President Donald Trump once called America “the highest taxed nation in the world.” He felt that the tax burden on most Americans was severe, and massive tax cuts needed to be made. Statistically, his statement is false since the United States is taxed way lower than some European countries. However, there is some truth in his statement.
Understanding gift tax and loans given to family members and friends might be a tough nut to crack for most outsiders looking in. The thinking is this: if someone is giving someone a gift, why do they have to be taxed for it? It almost seems as if gifting is being discouraged. Far from it.
The Internal Revenue Service’s primary role is to ensure tax compliance. It sets the least value of interest to be charged on loans given to family and friends without paying taxes. These rates are called minimum-interest rules. The Applicable Federal Rate (AFR) is a brilliant example of these rules. The maximum amount of money that can be transferred between family and friends without attracting the IRS’ attention is $10,000.
Even if the loan lender does not charge interest for it, the IRS requires an automatically charged rate on the loan. The point of AFRs is to inhibit too much money transfer between family and friends without taxing. AFRs work independently regardless of the relationship between the two parties.
The AFR is primarily less than current market interest rates. Therefore, going the IRS way saves you money and tax headaches.
There are three levels, depending on the time:
Short-term: This applies to loans given to family and friends that should be repaid within three years.
Mid-term: This applies to loans given to family and friends that should be repaid between three and nine years.
Long-term: This applies to loans given to family and friends that should be paid anywhere from nine years.
These rates matter, as the loan with the shortest term, will have lower AFR, while the loan with the longest term may incur higher AFR. If the loan you have received has no time limit, it is considered long-term by default.
When you give a loan to your family or friends, the AFR will begin on the day you sign the loan contract. This same rate will be maintained throughout the entirety of your loan. Despite the IRS publishing the AFR monthly to capture market dynamics, your AFR will remain stable. Therefore, it is best to gift your loved ones money when the AFR is low.
These rules help avoid the trouble of calculating and meeting tax obligations on the gifts you offer your friends and family. To ensure this works out well for you, it is prudent to set an interest rate equal to the current AFR. The IRS will charge tax if the loan’s interest is below the AFR. Therefore, the best thing is to use the current AFR when giving the gift loan.
AFRs are updated monthly as the IRS assesses current conditions.
While the whole idea of paying interest for a family loan may sound idiosyncratic, it is illegal not to adhere to IRS rules. For instance, if one completely ignores the rules, they could face additional tax burdens from the IRS. Again, the IRS does not care what relation the borrower is to the lender.
The IRS can calculate how much one should have received as loan interest and, therefore, can charge tax on this. The lender should pay this tax, even if they offered the loan to the borrower at no interest.

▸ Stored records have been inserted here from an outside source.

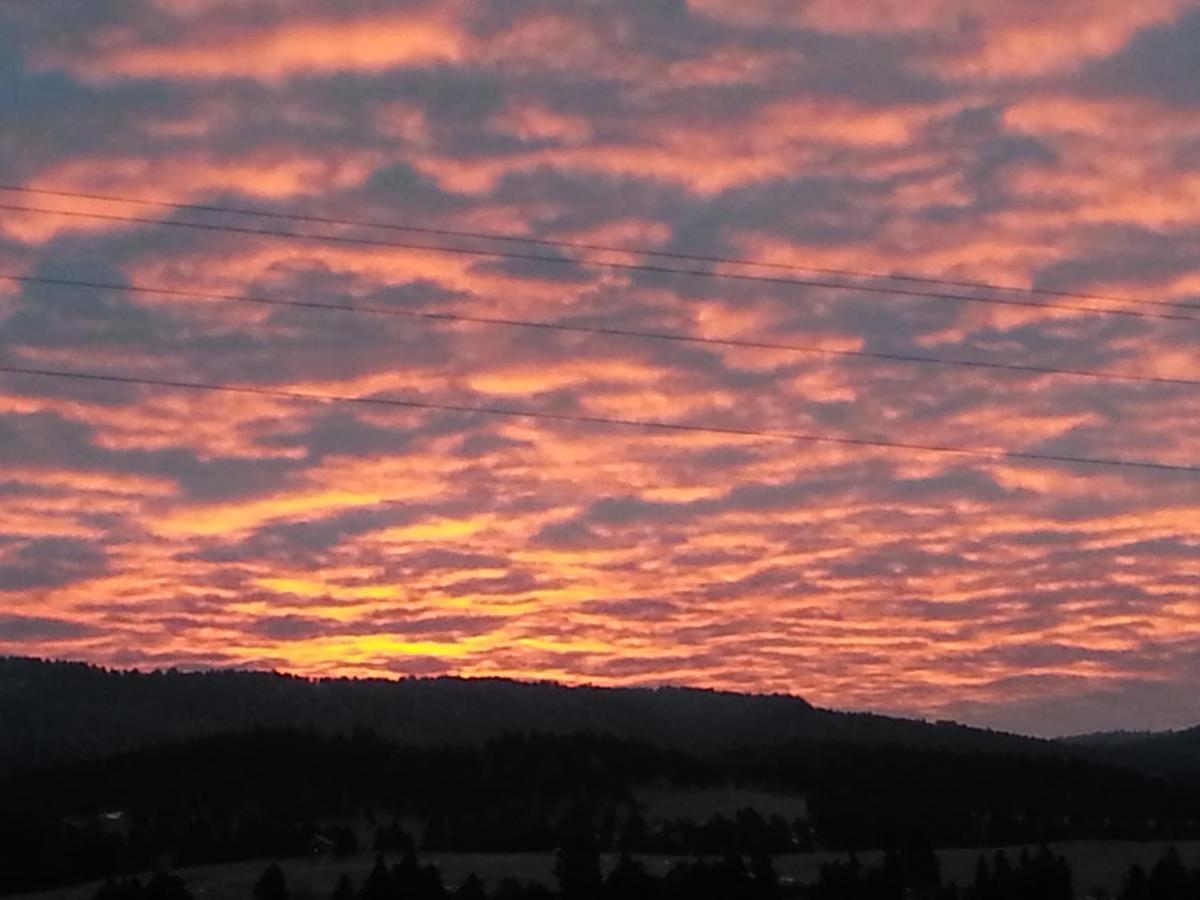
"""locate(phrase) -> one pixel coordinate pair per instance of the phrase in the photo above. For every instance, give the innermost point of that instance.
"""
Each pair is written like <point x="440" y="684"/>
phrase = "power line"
<point x="619" y="267"/>
<point x="605" y="331"/>
<point x="798" y="437"/>
<point x="588" y="246"/>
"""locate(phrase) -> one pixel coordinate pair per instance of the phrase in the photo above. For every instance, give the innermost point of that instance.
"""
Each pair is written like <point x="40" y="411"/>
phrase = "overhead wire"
<point x="581" y="419"/>
<point x="587" y="246"/>
<point x="604" y="331"/>
<point x="613" y="265"/>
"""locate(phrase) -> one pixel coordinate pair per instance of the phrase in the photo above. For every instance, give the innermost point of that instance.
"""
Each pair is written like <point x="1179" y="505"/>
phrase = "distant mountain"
<point x="1173" y="755"/>
<point x="63" y="712"/>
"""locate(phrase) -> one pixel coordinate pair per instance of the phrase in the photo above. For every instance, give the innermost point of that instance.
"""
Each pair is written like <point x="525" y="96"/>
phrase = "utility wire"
<point x="798" y="437"/>
<point x="603" y="330"/>
<point x="587" y="246"/>
<point x="619" y="267"/>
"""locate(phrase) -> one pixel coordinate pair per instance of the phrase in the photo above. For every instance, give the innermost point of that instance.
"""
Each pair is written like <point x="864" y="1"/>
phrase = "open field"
<point x="1097" y="865"/>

The IRS allows for gifts below $10,000 to be exempted from tax. Consider this example: A lady wants to help her brother settle down after a huge economic downturn that wiped out all his income and savings. She gives him a $5,000 gift loan, requiring that it be paid within three months. The brother intends to use the loan to set up a coffee shop.

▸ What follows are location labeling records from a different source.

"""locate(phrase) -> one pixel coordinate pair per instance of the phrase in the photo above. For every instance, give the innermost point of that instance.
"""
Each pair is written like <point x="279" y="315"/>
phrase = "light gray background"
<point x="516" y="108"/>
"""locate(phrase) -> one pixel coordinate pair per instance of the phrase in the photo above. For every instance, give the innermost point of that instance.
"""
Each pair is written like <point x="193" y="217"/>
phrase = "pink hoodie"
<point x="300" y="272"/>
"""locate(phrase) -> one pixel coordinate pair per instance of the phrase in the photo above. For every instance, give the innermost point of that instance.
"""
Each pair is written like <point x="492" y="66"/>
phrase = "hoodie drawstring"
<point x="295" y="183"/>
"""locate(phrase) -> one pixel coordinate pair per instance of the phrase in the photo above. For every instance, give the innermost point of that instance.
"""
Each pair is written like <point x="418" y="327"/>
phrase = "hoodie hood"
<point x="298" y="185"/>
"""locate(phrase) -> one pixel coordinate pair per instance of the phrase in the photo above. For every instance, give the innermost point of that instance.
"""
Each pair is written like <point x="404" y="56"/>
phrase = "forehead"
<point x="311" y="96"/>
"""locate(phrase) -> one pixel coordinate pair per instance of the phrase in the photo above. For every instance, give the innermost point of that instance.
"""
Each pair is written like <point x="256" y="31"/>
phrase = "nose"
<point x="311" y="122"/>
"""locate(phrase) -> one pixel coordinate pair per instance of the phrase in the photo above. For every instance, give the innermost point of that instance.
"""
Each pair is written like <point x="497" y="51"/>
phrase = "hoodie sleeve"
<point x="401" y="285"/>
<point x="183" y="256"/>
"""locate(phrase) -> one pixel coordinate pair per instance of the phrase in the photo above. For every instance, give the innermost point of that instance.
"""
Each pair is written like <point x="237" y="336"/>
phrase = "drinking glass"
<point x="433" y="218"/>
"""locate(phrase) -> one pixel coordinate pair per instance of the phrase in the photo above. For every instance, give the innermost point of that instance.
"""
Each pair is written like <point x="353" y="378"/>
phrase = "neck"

Naturally, since it is a loan, the money should incur interest. It lies below the $10,000 threshold, meaning there will be no interest rates. However, this exception only works for any other purpose except acquiring assets that will produce profit, such as the coffee shop. Therefore, this loan will incur imputed interest, which the lender must pay.
If the lender gives a gift loan to a family member to purchase a residence, they can do so comfortably without incurring taxes. In this case, the maximum amount of money that can be loaned out is $100,000. That’s not all. In this case, the family member, who is the borrower, should prove that they have not had a job for the past year or that their income has been below $1,000. The borrower can also start a business with this gift loan.

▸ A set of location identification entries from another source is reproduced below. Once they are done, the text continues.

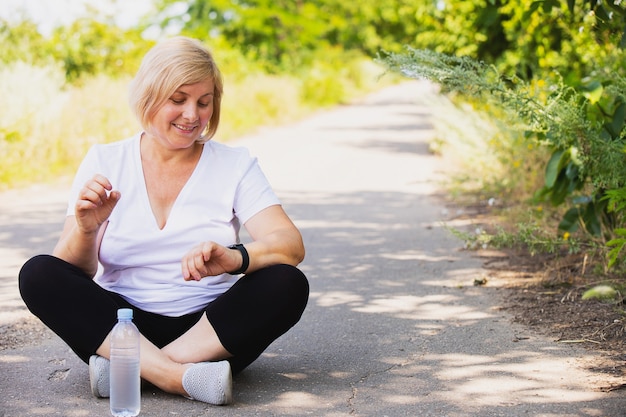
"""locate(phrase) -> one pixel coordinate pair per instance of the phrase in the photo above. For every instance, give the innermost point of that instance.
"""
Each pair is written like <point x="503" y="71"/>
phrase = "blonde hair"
<point x="167" y="66"/>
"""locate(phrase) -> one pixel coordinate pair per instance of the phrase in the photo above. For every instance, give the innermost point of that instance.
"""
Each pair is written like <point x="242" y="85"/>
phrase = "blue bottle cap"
<point x="124" y="313"/>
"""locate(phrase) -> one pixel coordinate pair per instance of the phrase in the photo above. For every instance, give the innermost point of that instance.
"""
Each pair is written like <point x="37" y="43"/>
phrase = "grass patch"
<point x="47" y="126"/>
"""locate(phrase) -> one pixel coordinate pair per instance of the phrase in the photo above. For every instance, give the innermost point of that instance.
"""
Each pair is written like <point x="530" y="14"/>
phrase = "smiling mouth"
<point x="185" y="128"/>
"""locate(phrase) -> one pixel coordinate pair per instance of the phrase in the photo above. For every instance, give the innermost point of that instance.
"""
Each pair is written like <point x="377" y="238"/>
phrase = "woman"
<point x="153" y="225"/>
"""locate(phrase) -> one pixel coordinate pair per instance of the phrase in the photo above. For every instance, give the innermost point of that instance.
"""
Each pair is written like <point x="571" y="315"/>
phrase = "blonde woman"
<point x="153" y="224"/>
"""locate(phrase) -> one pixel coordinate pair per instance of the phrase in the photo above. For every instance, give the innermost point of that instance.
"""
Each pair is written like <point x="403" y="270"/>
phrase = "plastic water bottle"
<point x="125" y="381"/>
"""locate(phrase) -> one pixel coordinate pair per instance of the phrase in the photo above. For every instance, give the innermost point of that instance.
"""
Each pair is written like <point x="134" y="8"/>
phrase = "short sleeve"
<point x="254" y="193"/>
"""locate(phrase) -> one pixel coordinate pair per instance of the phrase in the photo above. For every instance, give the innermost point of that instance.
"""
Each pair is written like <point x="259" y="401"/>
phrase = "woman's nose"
<point x="190" y="113"/>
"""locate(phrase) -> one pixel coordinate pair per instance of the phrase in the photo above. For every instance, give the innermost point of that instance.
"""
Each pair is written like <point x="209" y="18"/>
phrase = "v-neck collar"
<point x="180" y="198"/>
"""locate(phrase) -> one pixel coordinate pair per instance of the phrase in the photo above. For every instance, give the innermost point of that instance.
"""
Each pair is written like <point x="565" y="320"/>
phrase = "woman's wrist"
<point x="245" y="258"/>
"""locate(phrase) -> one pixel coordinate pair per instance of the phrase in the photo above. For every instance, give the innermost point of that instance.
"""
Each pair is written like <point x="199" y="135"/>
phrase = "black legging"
<point x="254" y="312"/>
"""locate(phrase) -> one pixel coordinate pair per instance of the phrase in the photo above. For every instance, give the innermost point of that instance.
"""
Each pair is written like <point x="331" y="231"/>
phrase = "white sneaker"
<point x="99" y="376"/>
<point x="210" y="382"/>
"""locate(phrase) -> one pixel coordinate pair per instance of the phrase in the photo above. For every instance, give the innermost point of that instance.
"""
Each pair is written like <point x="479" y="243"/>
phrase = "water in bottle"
<point x="125" y="381"/>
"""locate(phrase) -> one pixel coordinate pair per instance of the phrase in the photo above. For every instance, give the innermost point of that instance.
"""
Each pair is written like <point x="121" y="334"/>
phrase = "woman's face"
<point x="184" y="116"/>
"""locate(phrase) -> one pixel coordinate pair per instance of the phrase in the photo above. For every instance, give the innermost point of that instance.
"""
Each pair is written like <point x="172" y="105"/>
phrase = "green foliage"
<point x="528" y="236"/>
<point x="600" y="292"/>
<point x="284" y="35"/>
<point x="88" y="47"/>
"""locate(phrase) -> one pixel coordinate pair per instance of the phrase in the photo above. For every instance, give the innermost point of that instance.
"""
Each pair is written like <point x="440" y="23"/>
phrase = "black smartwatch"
<point x="244" y="256"/>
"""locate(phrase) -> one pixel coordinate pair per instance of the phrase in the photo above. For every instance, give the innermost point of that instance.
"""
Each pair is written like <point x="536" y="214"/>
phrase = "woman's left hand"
<point x="209" y="259"/>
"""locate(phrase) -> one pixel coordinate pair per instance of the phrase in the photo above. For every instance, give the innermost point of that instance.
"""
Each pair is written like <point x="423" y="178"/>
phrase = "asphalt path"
<point x="394" y="326"/>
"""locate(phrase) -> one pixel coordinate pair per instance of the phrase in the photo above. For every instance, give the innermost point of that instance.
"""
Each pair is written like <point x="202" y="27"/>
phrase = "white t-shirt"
<point x="142" y="262"/>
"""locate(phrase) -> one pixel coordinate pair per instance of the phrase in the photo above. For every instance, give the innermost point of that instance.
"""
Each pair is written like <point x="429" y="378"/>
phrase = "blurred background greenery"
<point x="532" y="107"/>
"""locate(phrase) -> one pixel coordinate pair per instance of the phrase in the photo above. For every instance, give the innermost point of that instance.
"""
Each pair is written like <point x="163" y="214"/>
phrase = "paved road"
<point x="394" y="326"/>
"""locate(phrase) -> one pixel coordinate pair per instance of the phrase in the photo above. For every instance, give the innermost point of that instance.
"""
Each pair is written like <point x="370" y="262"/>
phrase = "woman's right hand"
<point x="96" y="201"/>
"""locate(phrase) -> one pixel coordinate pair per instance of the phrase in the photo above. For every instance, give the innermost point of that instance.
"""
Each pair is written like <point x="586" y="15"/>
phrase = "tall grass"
<point x="47" y="126"/>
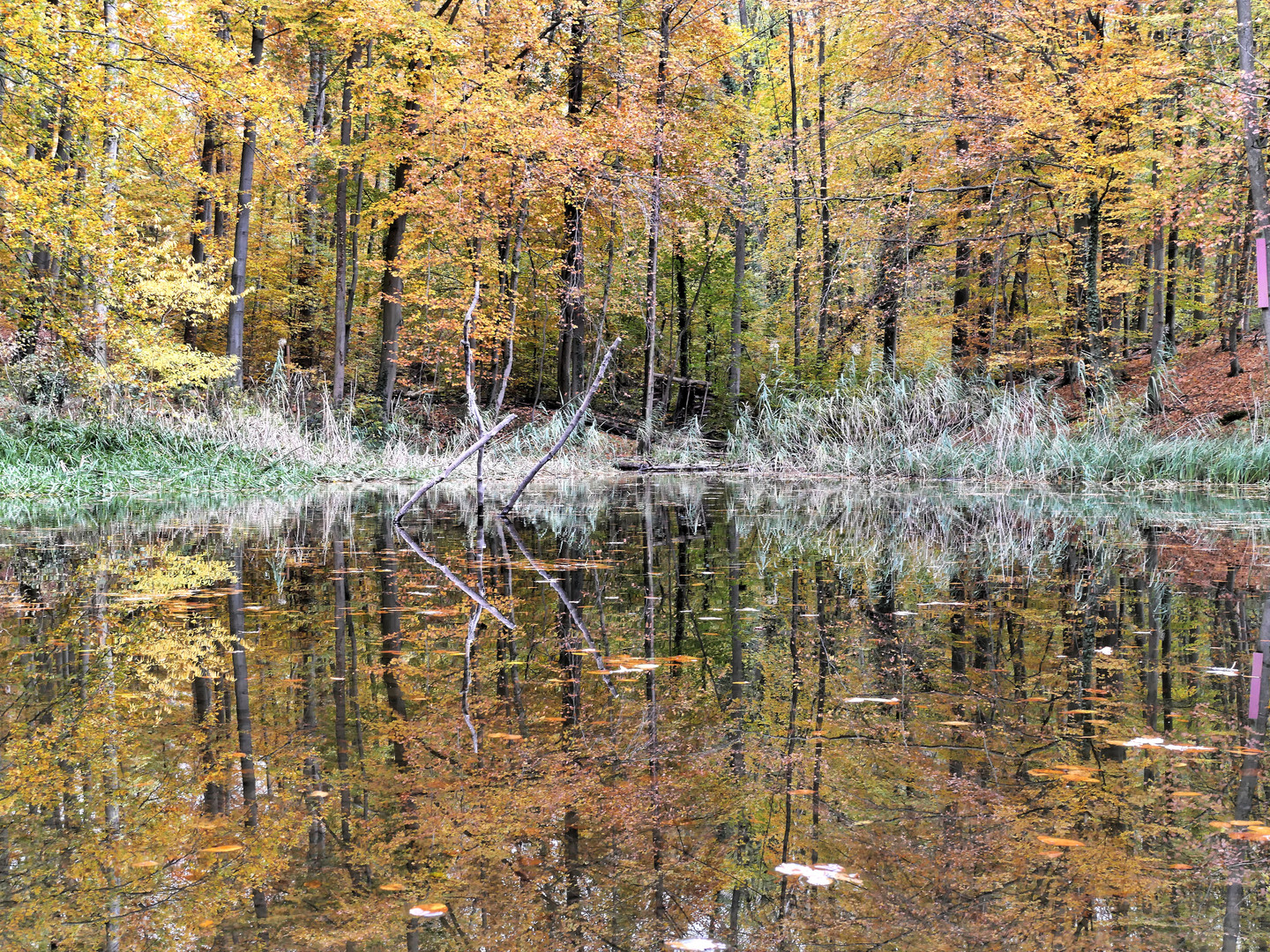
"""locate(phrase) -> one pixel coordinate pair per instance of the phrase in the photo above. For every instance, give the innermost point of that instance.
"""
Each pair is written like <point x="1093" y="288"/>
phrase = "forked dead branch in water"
<point x="546" y="457"/>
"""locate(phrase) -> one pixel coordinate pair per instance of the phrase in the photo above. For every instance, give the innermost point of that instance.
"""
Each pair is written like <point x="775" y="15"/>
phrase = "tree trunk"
<point x="340" y="227"/>
<point x="827" y="251"/>
<point x="242" y="228"/>
<point x="1252" y="143"/>
<point x="654" y="231"/>
<point x="799" y="234"/>
<point x="573" y="311"/>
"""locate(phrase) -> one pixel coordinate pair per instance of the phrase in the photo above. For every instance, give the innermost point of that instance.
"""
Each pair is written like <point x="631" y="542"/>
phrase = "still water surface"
<point x="990" y="720"/>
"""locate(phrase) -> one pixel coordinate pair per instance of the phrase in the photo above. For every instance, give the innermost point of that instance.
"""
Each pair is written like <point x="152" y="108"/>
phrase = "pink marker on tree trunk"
<point x="1255" y="691"/>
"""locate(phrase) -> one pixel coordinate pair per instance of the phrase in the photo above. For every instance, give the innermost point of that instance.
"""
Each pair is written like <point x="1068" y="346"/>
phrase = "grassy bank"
<point x="935" y="427"/>
<point x="943" y="428"/>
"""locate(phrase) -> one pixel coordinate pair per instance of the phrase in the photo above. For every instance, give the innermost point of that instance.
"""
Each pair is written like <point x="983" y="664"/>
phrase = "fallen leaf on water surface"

The pinnacle of the matter is that the IRS could exempt any funds given to family or friends with the core understanding that the money will not be repaid. This money should not exceed the yearly gift tax exclusion because the IRS may require taxes if it does.
Don’t stop your acts of charity just because the IRS will require tax from you. It may seem unfair that you will be charged for an act of good faith. Remember, it is the motive that matters. If you are giving it as a gift, assuming you will not earn any interest from it, you may not pay taxes.
However, if you are giving it as a loan, requiring it to be repaid with interest, the IRS will demand that you pay tax on this increase in income. Generally, if the gift you have received earns any income, you will pay taxes.